The reason for the difference in actual execution time between plan 1 and plan 2 is also easy to see. Most of the time is spend in processing the tuples (only 1028 ms out of 6300 ms is spent in IO) and the 1st plan has to process all of the tuples, while the 2nd plan uses an index to rule most of those tuples out without actually processing them. (Another part of the difference might be just that everything is already in memory for plan 2, presumably because it was run with a "hot cache", but that can only explain at most 1/3 of the difference as the IO only took one second to do on the slower plan)

So why doesn't the planner choose the 2nd plan? This is more speculative. It looks like the planner overestimates the cost of IO, and therefore over estimates the importance of optimizing IO. The sequential plan is entirely sequential, while the bitmap scan is only kind-of sequential, so the first one should be better. And then it overestimates the importance of that difference.

Also, it greatly overestimates the number of tuples actually returned by that part of the plan, expected 5757174 vs actual 333333. For the seq scan itself, this doesn't matter as inspecting and throwing away a tuple is about the same work as inspecting and keeping it. But for the bitmap heap scan, this isn't the case. Tuples can be thrown away though the use of the index without ever inspecting them, so overestimating how many tuples will be returned underestimates the utility of the bitmap. (Now that I type this up, I think this part is more important than the one given in my previous paragraph.) Why is the estimate so bad? First, try to ANALYZE the table and see if that fixes the problem. If not, then inspect (or show us) the contents of pg_stats for attribute "content_id" of relation "MyTable". I also note that plan 2 is incomplete. You show a bitmap heap scan, but no corresponding bitmap index scan. But you must have removed it, as I don't think it would be possible for it not to be there. In this case, I doubt seeing this would change any of my conclusions, but it is disconcerting for it to be missing.
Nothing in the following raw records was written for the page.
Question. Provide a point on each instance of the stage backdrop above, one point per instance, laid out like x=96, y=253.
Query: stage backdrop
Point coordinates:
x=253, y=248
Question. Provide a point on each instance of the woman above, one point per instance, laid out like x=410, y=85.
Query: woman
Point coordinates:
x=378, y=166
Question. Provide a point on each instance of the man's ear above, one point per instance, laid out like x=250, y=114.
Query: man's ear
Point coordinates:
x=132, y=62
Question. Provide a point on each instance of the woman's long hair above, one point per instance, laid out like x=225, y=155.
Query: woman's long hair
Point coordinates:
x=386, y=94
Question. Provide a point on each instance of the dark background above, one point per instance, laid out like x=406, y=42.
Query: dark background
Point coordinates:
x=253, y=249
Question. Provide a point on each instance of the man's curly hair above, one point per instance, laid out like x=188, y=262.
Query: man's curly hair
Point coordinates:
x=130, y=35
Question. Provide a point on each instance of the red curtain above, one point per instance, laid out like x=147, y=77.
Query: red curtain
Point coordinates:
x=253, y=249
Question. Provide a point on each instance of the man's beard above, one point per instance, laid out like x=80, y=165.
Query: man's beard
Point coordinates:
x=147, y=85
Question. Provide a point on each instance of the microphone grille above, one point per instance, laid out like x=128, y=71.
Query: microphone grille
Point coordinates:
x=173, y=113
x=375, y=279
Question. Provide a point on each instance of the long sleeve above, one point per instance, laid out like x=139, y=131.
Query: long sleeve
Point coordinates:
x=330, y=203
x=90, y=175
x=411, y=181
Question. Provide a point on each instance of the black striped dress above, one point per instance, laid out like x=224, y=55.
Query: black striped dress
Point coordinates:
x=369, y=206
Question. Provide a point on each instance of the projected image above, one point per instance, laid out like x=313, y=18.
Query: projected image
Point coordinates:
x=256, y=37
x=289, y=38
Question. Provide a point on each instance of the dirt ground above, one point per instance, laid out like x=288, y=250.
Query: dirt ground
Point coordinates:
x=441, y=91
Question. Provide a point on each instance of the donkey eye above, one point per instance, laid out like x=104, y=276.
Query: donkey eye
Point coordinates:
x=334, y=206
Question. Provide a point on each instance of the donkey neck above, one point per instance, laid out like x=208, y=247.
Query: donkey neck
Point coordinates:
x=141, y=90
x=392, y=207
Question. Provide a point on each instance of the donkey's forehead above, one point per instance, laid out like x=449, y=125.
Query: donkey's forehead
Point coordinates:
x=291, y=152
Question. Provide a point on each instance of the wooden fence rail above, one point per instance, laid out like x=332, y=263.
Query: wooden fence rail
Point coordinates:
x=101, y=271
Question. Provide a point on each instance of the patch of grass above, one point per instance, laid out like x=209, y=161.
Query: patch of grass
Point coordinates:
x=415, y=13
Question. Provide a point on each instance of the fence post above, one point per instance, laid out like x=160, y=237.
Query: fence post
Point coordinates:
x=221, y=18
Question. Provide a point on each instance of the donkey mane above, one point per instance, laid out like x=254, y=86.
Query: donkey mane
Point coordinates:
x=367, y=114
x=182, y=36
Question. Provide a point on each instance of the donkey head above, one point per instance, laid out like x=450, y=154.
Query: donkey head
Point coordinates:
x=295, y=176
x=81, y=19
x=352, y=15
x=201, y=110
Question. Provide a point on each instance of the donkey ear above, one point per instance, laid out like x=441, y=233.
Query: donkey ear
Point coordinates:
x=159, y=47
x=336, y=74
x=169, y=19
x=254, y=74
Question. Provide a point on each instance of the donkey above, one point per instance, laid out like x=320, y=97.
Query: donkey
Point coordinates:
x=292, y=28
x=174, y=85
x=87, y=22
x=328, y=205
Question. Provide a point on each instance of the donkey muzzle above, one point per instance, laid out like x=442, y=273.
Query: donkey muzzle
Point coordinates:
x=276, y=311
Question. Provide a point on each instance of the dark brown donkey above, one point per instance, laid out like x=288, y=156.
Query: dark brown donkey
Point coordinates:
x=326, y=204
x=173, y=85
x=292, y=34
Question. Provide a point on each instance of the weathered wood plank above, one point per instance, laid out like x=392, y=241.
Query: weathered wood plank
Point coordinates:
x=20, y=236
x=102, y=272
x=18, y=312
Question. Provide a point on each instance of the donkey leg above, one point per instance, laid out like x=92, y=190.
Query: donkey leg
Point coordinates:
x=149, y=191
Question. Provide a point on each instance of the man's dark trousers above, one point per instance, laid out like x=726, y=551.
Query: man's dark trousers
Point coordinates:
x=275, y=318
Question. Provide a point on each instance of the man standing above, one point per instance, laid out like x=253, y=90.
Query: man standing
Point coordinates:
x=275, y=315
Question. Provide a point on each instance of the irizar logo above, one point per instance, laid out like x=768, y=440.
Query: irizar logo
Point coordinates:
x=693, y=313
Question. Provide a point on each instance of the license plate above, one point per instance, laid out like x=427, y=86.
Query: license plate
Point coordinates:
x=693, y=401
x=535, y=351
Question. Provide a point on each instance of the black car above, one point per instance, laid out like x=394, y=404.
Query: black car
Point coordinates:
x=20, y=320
Why do I say it over-estimates the importance of IO? The seq scan accesses 55754 + 436879 = 492633 buffers. Those are actual counts, but there is no reason for the unshown estimates used by the planner for a simple sequential scan (that doesn't use TOAST, which I am assuming is the case) to differ significantly from the total actual counts. Assuming you haven't changed seq_page_cost from its default of 1.0, that contributes 492633/1304760.16 = 37.8% of the planned cost of that node, while the actual timing is much less at 1027.617/6237.441 = 16.5%.